More and more, the attack on Huckabee has become a not very subtle attack on his Christian fundamentalism. This would pose no problem if the Republicans could dispense with the vote of Christian fundamentalists, but it cannot hope to win the indispensable states in the South without them. This is simple arithmetic. Now all would be well if the Christian fundamentalists were the clueless morons that they are alleged to be by those cultured despisers, but they are not. At the very minimum they have the same intelligence of sheep who, if fleeced once too often, will begin to think that they are merely being used, and not looked after. The Left has long charged the Republican establishment with cynically manipulating Christian social conservatives in order to further the agenda of the vested interests, duping the hicks with promises of cultural conservatism in order to get them to swallow tax breaks to the greedy rich. If the Republican establishment is really interested in self-immolation, they need only give Christian conservatives a good reason to suspect them of such crass manipulation of their deeply held convictions by those who look down on them with contempt and derision.
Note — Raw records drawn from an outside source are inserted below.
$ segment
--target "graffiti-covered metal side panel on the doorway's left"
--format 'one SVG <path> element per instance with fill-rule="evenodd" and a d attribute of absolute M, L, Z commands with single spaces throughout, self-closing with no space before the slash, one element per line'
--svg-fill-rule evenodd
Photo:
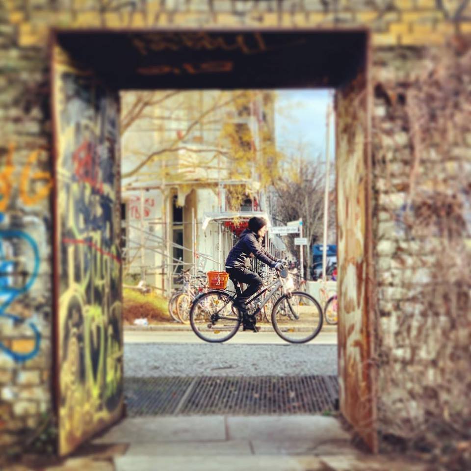
<path fill-rule="evenodd" d="M 123 411 L 119 96 L 52 50 L 59 453 Z"/>

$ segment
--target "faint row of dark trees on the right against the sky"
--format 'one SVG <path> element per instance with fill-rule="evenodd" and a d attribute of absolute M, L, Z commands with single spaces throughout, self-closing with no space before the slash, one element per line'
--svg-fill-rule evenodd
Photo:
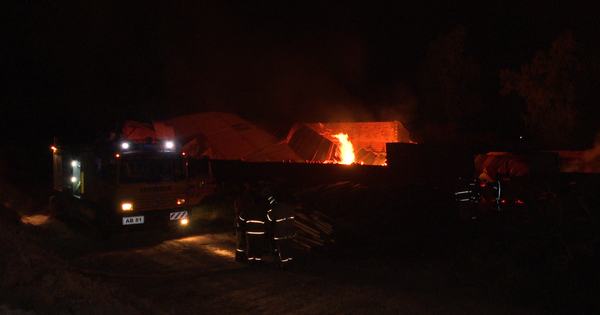
<path fill-rule="evenodd" d="M 458 26 L 429 45 L 417 76 L 420 111 L 436 125 L 430 141 L 490 140 L 494 124 L 504 140 L 540 149 L 590 146 L 597 127 L 597 62 L 564 31 L 520 69 L 501 69 L 500 102 L 485 104 L 480 64 L 465 49 L 467 28 Z M 486 138 L 487 137 L 487 138 Z M 514 143 L 516 143 L 514 142 Z"/>

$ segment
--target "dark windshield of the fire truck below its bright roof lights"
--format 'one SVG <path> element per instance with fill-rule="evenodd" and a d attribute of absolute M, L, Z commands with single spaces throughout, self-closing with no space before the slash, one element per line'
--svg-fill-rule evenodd
<path fill-rule="evenodd" d="M 185 179 L 180 155 L 128 156 L 121 160 L 121 183 L 146 183 Z"/>

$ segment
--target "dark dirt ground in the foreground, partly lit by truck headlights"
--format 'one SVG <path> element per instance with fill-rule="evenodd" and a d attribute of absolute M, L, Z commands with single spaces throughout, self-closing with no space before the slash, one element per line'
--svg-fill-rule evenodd
<path fill-rule="evenodd" d="M 566 293 L 547 288 L 578 271 L 534 277 L 523 271 L 540 268 L 501 266 L 534 264 L 507 257 L 537 247 L 516 250 L 491 229 L 473 237 L 452 216 L 436 215 L 444 200 L 407 201 L 419 192 L 394 187 L 315 198 L 334 195 L 323 189 L 298 196 L 334 217 L 343 209 L 337 243 L 297 249 L 294 267 L 280 270 L 271 256 L 261 266 L 234 261 L 226 193 L 207 201 L 186 231 L 138 231 L 108 244 L 3 182 L 0 314 L 586 314 L 597 305 L 579 294 L 594 295 L 595 280 L 563 283 Z"/>

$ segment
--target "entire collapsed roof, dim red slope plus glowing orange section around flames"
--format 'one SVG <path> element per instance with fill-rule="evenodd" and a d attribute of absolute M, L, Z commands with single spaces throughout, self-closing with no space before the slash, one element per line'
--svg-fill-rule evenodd
<path fill-rule="evenodd" d="M 408 130 L 398 121 L 297 123 L 284 140 L 229 113 L 185 115 L 165 123 L 173 126 L 175 138 L 189 156 L 217 160 L 333 163 L 339 160 L 339 140 L 334 135 L 345 133 L 354 146 L 356 163 L 381 165 L 386 159 L 386 143 L 412 143 Z"/>

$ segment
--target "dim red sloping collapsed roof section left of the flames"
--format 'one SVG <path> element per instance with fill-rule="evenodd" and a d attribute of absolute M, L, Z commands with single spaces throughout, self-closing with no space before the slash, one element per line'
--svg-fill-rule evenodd
<path fill-rule="evenodd" d="M 229 113 L 207 112 L 169 119 L 188 156 L 247 162 L 304 162 L 285 142 Z"/>

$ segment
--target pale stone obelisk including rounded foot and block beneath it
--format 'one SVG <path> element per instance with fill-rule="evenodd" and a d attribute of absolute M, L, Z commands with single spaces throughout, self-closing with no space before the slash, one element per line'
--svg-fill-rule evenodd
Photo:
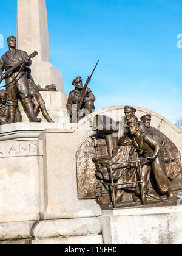
<path fill-rule="evenodd" d="M 55 84 L 58 92 L 41 92 L 47 110 L 57 123 L 69 122 L 64 85 L 61 72 L 50 63 L 49 33 L 47 24 L 47 8 L 45 0 L 18 0 L 17 1 L 17 40 L 18 49 L 31 54 L 38 51 L 31 66 L 32 77 L 35 83 L 42 88 L 45 85 Z M 23 121 L 28 121 L 21 103 L 19 103 Z M 44 118 L 41 116 L 43 121 Z"/>

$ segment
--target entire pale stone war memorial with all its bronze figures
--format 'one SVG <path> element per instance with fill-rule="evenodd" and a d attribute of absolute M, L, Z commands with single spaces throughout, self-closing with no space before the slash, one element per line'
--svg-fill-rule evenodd
<path fill-rule="evenodd" d="M 18 0 L 7 47 L 0 244 L 182 243 L 182 130 L 142 104 L 95 110 L 99 60 L 66 95 L 45 0 Z"/>

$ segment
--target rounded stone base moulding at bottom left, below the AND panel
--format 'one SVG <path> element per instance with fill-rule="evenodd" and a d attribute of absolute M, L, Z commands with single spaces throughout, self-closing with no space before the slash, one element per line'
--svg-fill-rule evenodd
<path fill-rule="evenodd" d="M 98 218 L 0 223 L 0 244 L 103 243 Z"/>

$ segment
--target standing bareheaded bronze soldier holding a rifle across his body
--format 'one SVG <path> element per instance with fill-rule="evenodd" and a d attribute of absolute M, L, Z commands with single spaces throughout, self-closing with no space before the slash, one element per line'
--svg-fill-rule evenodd
<path fill-rule="evenodd" d="M 24 68 L 15 69 L 8 77 L 2 73 L 4 69 L 7 71 L 23 60 L 25 62 L 24 66 L 31 66 L 32 64 L 27 52 L 16 49 L 16 38 L 14 36 L 7 38 L 7 44 L 9 51 L 1 57 L 0 76 L 2 79 L 5 78 L 10 118 L 8 123 L 15 122 L 15 112 L 18 106 L 17 93 L 22 100 L 25 110 L 27 110 L 29 114 L 30 122 L 41 122 L 41 118 L 36 118 L 35 114 L 33 113 L 32 96 L 29 92 L 29 83 Z"/>

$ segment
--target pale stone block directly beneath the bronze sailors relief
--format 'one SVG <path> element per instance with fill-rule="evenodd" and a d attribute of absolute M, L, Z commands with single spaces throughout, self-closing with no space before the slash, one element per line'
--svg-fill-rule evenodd
<path fill-rule="evenodd" d="M 99 219 L 106 244 L 172 244 L 182 229 L 182 206 L 109 210 Z"/>

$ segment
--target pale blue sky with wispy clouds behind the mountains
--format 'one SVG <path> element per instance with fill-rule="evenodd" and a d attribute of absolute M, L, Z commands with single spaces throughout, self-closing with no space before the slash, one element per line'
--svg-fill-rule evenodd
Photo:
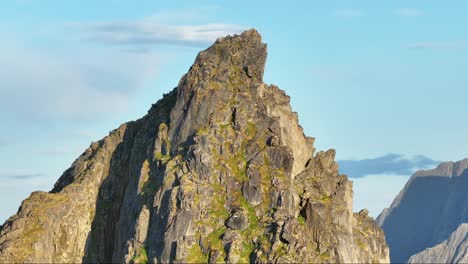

Posted by Orrin Judd at December 19, 2007 11:08 AM

It's worth remembering that Mr Anderson proposed a Constitutional ammendment that the Law and Authority of Jesus Christ should be recognized by the U.S. Government. Most of Anderson's supporters don't know that about him, but that's their problem.
He proposed this ammendment three times, by the way.

Posted by: rudersdorf at December 19, 2007 2:54 PM

I remember that Anderson appealed to a lot of the people I knew from college, especially after it became obvious that the Mass. Lifeguard wasn't going to replace Carter as the nominee. They finally figured out that Carter was a loser and failure, but couldn't stand the idea of a non-Progressive like that troglodyte Reagan replacing him. So the guy with the white hair got their vote.

It was the same year that the Libertarian Party was all gung-ho about how Ed Clark was going to get a million votes, thus showing that there was a real "third party" out there. Thanks to Anderson sucking up all the idiot protest votes, they were a poor fourth instead, with something like a quarter million votes.